# Proximal Policy Optimization

### Import the libraries

In [3]:
# Calculations
import numpy as np
from numpy import random, sqrt

# Network libraries
import torch
import torch.nn.functional as F, torch.nn as nn, torch.optim as optim
from torch.distributions import Categorical as Categorical

# Game library
from TicTacToe import initialState, randomState, printState, drawState, move, possibleMoves, possibleMovesMask, isOver, gameScore

### Neural Network

In [18]:
class ActorCritic(nn.Module):

	# Initialize the actor and critic
	def __init__(self):
		
		super(ActorCritic, self).__init__()

		# Actor
		self.actor = nn.Sequential(
			nn.Conv2d(1, 8, 2),
			nn.ReLU(),
			nn.Conv2d(8, 32, 2),
			nn.ReLU(),
			nn.Flatten(),
			nn.Linear(32, 9)
		)

		# Critic
		self.critic = nn.Sequential(
			nn.Conv2d(1, 8, 2),
			nn.ReLU(),
			nn.Conv2d(8, 32, 2),
			nn.ReLU(),
			nn.Linear(32, 1)
		)

	
	# Instead of using a forward function, we will split it into 
	# one action for the actor, and one for the critic
	def forward(self):
		raise NotImplementedError
	

	# Obtain the probabilities of actions and a chosen action
	def act(self, state):
		# Change the state into suitable format
		tensor_state = torch.from_numpy(state.reshape(-1, 1, 3,3)).float()
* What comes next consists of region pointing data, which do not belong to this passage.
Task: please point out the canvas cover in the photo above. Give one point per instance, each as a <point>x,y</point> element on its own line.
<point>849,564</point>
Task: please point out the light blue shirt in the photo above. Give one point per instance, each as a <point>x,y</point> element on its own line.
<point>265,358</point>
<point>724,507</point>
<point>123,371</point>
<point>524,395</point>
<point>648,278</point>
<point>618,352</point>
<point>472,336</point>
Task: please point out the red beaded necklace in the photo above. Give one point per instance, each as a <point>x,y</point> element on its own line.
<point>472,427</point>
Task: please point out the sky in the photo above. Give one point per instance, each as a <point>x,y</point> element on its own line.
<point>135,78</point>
		# Calculate the initial output of the actor
		probs = self.actor(tensor_state)
		
		# Apply the invalid action masking
		probs = torch.where(possibleMovesMask(state, 1), probs, torch.tensor([-1e8]*9))
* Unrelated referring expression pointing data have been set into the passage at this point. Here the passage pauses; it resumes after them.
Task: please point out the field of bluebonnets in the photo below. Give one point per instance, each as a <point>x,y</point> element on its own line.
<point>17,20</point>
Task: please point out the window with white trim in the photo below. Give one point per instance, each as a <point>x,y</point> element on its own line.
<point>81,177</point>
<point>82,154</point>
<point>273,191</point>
		# Apply the softmax function to obtain probabilities
		probs = nn.Softmax(dim=-1)(probs)

		# Create a distribution
		dist = Categorical(probs)

		# Pick an action using the generated distribution
		action = dist.sample()

		# Evaluate the log_prob of the chosen action
		log_prob = dist.log_prob(action)

		# Return the action and the log_probabilties
		return action.detach(), log_prob.detach()


	# 

In [19]:
myNet = ActorCritic()

state = randomState()

myNet.act(state)

(tensor([4]), tensor([-2.1596]))